文字列の「0012345」を数値として選択しても、削除対象にならない場合があります。
その場合は選択オプションで文字列を指定するか、該当列だけを選択してDeleteキーを使います。
先頭のゼロを残したデータは、文字列形式で管理されている可能性が高いです。
数値と文字列が同じ列に混ざっている表では、削除前に表示形式と数式バーを確認しましょう。
日付と時刻の誤削除
Excelの日付や時刻は、内部的には連続した数値として保存されています。
そのため、表全体で定数の数値を選ぶと、日付や時刻まで選択されることがあります。
日付を残す必要がある場合は、数値だけを含む列を選択するか、日付列を対象範囲から外してください。
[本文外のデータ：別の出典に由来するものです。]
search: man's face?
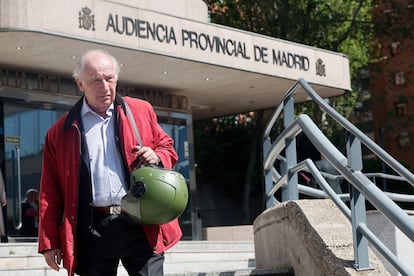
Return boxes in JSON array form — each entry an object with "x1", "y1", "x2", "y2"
[{"x1": 76, "y1": 53, "x2": 117, "y2": 117}]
日付を数値として扱う仕組みでは、1日単位の連番が基礎になります。
時刻は1日を1として、小数で保存されます。
データ形式の違いを理解すると、意図しない削除を避けやすくなります。
フィルター表示中の削除
オートフィルターで行を絞り込んでいるときは、表示セルだけを削除したい場合があります。
通常の範囲選択でDeleteキーを押すと、非表示行にも影響することがあるため注意が必要です。
ホームタブの検索と選択から「条件を選択してジャンプ」を開き、「可視セル」を選択してから削除します。
フィルター中は、可視セルだけを選択してから削除する流れが安全です。
【操作のポイント】日付、郵便番号、フィルター中の行は通常の数値セルと扱いが異なるため、対象範囲を細かく分けましょう。
まとめ エクセルで数値だけ削除(一括削除・のみ削除)の方法
エクセルで数値だけ消すには、対象範囲を選択し、ジャンプの選択オプションで「定数」と「数値」を指定してからDeleteキーを押す方法が基本です。
この操作なら、文字列やセルの書式を残しながら、直接入力された数値だけを一括削除できます。
数式で計算された値を対象にする場合は、「数式」と「数値」を指定する必要があります。
特定の0や特定の数値だけを消すなら、検索と置換を使うと効率的です。
一括削除の前には、数式バー、対象範囲、日付や文字列の混在を確認することが重要です。
操作前にバックアップを作成し、最初は小さな範囲で試せば、必要なデータを残したまま表をきれいに整理できるでしょう。